Vladimir Serguievich Soloviov

Vladimir Serguievich Soloviov, gran pensador ruso, compuso entre los años 1882 y 1884 una obra ascética titulada Los fundamentos espirituales de la vida. Reproducimos aquí unas páginas de este bello libro referentes al ayuno, que seguramente servirán de reflexión en nuestro camino hacia la Cuaresma.

osotros sabemos que no es solamente el alma humana, sino también el cuerpo del universo quien ha caído bajo el poder del pecado y de la muerte. No en vano se ha dicho que “el mundo entero yace en el mal”. Ahora bien, el mal consiste en que el alma resiste a Dios y el cuerpo al alma. Nuestra alma rehúsa reconocer el dominio de Dios; por eso no puede ejercer su dominio ni sobre el cuerpo que le está unido, ni sobre el cuerpo del universo, es decir, el mundo material. Condice con Dios el dominar libremente a nuestra alma, atrayéndola mediante la virtud de su perfección y comunicándole la virtud de su omnipotencia sobre el mundo exterior.

Dios, en quien todo es unidad y armonía, es para nuestra voluntad el bien supremo; para nuestra inteligencia, la verdad absoluta; y, para nuestros sentimientos, la belleza perfecta. Admitiendo, como término de nuestras aspiraciones, pensamientos y sentimientos, esta plenitud de la perfección, llegamos al “infinito verdadero”. Ahora bien, nosotros queremos otro “infinito” (41). Teniendo el derecho de poseer todo adhiriéndonos a la Fuente primera de todo, queremos, en lugar de esto, ser nosotros mismos esa fuente de todo y, separándonos de todo, dominar todo de modo exterior. Queremos establecernos como principio y, en realidad, nos hacemos un principio de pecado, de mal y de muerte. En lugar de aspirar al solo Bien supremo, que contiene todo en Sí, y en quien todos son unidos moralmente y solidarizados entre sí, deseamos diversas especies de bien, y esto para nosotros solos; nos separamos de todos, buscando, en todo, lo que nos es propio personalmente sin poder detenernos en nada.

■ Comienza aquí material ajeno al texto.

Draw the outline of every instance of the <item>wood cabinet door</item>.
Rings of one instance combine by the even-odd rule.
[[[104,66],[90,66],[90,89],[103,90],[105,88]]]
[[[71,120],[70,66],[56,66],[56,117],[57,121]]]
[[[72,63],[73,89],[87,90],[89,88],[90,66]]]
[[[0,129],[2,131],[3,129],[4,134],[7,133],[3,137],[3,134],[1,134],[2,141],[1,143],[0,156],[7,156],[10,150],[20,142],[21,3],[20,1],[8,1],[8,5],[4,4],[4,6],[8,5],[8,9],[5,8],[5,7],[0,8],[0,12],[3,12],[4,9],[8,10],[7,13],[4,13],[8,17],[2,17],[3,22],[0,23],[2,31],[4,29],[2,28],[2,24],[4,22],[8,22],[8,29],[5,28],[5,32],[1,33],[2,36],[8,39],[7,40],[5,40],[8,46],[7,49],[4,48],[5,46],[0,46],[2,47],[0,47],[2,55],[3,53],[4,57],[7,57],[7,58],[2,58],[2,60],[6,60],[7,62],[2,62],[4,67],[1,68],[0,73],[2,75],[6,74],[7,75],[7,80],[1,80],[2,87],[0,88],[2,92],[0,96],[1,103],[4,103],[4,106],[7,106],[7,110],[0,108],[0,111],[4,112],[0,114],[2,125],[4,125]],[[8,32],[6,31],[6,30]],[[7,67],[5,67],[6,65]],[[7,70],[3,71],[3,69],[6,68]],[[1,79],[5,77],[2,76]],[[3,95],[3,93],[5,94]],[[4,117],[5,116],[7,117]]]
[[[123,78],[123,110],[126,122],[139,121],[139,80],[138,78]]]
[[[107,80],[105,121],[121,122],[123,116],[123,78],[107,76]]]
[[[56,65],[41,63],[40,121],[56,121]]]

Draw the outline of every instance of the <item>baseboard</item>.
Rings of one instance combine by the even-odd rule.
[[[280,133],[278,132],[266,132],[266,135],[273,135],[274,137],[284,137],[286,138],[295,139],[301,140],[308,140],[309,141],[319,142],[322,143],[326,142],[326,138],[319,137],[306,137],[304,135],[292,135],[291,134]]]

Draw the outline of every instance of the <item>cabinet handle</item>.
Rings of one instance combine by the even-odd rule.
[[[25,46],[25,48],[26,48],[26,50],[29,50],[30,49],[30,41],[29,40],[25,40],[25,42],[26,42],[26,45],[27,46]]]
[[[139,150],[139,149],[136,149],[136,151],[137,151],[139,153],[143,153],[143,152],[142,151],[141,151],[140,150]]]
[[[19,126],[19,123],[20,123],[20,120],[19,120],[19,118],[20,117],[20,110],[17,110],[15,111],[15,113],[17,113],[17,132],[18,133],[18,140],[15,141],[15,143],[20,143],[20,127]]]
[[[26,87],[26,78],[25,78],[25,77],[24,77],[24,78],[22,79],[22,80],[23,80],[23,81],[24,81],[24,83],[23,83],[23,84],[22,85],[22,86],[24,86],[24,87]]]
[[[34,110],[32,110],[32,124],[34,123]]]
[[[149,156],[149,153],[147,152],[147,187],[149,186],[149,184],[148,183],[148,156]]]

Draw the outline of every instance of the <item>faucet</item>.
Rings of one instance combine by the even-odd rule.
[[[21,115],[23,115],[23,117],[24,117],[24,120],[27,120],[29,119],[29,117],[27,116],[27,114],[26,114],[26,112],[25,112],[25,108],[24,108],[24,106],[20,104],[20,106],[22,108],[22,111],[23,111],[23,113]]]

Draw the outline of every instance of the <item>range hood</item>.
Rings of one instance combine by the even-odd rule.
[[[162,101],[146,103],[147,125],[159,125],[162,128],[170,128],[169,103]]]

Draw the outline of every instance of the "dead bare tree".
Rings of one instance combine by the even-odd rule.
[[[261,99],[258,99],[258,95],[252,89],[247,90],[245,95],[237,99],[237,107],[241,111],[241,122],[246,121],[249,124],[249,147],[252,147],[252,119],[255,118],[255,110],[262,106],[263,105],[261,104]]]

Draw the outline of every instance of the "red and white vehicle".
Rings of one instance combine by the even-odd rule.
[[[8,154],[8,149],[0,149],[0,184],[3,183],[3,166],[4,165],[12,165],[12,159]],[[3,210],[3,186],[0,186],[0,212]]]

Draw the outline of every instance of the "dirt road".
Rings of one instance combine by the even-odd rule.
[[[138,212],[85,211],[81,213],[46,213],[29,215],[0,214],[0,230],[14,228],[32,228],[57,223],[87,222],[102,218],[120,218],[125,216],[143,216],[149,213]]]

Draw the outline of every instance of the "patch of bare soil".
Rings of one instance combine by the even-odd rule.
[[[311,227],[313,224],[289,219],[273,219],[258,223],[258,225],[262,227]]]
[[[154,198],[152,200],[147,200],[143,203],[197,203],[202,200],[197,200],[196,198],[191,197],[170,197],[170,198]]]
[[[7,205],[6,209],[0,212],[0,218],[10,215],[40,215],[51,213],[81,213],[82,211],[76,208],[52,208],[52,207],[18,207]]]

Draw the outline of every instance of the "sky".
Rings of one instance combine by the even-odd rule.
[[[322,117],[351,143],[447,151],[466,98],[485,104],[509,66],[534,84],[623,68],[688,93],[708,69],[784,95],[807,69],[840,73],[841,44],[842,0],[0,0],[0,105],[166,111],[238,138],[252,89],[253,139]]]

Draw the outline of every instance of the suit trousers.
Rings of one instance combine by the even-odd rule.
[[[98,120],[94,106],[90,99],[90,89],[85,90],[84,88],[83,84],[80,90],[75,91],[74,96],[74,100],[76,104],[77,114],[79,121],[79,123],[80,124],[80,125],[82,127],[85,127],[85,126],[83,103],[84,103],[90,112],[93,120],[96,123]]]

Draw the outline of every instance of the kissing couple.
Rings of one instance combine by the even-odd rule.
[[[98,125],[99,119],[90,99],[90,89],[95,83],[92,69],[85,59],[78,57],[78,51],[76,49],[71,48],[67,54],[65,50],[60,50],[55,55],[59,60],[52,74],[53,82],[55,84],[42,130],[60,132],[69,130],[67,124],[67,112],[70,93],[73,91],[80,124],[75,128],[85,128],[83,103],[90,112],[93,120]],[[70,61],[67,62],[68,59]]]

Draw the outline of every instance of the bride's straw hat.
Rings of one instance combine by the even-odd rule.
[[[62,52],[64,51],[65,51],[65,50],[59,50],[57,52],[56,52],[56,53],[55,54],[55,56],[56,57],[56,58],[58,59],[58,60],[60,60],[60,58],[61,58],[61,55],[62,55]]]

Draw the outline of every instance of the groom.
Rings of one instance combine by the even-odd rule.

En lugar de contemplar la Verdad total, en la cual todos los objetos y todas las ideas son unidas por un vínculo racional, nuestra razón considera objetos aislados, hace su análisis, los descompone, no para captar mejor su unidad por aquello que los distingue, no para agruparlos más íntimamente en nuestro conocimiento, sino para no enfocar el conjunto, para dividir y desmigajar cada vez más lo real, transformando el universo en una acumulación muerta de partículas infinitesimales sin ningún vínculo interno. En fin, nuestra alma sensible, en lugar de servir de apoyo y de instrumento a la acción del espíritu, en lugar de encarnar en el dominio de los sentidos el contenido del bien y de la verdad, la imagen de lo bello, se entrega, por el contrario, a las tendencias ciegas y desordenadas de la carne, que no tienen fin en sí mismas y no tienen sino un término exterior: la muerte y la putrefacción.

En lugar de dirigirnos pidiendo a Aquel que existe substancialmente, en lugar de darle cabida en nosotros y de reproducirle en nosotros, convirtiéndonos en una nueva y viva imagen de su plenitud, en lugar de esto, nos concentramos en nosotros mismos, exacerbamos todas las potencias de nuestra alma, volviéndolas contra Aquel que existe, pero no llegando más que a producir la destrucción y la descomposición.

Nuestra voluntad tiende a dominar y no a unificar todo; nuestra inteligencia, en lugar de conocer a Aquél que existe y une todo en Sí, se da a las controversias arbitrarias acerca de una multitud infinita de sujetos; en fin, nuestra alma sensible, en lugar de renovar la materia espiritualizándola, sólo tiende a gozar irracionalmente de ella.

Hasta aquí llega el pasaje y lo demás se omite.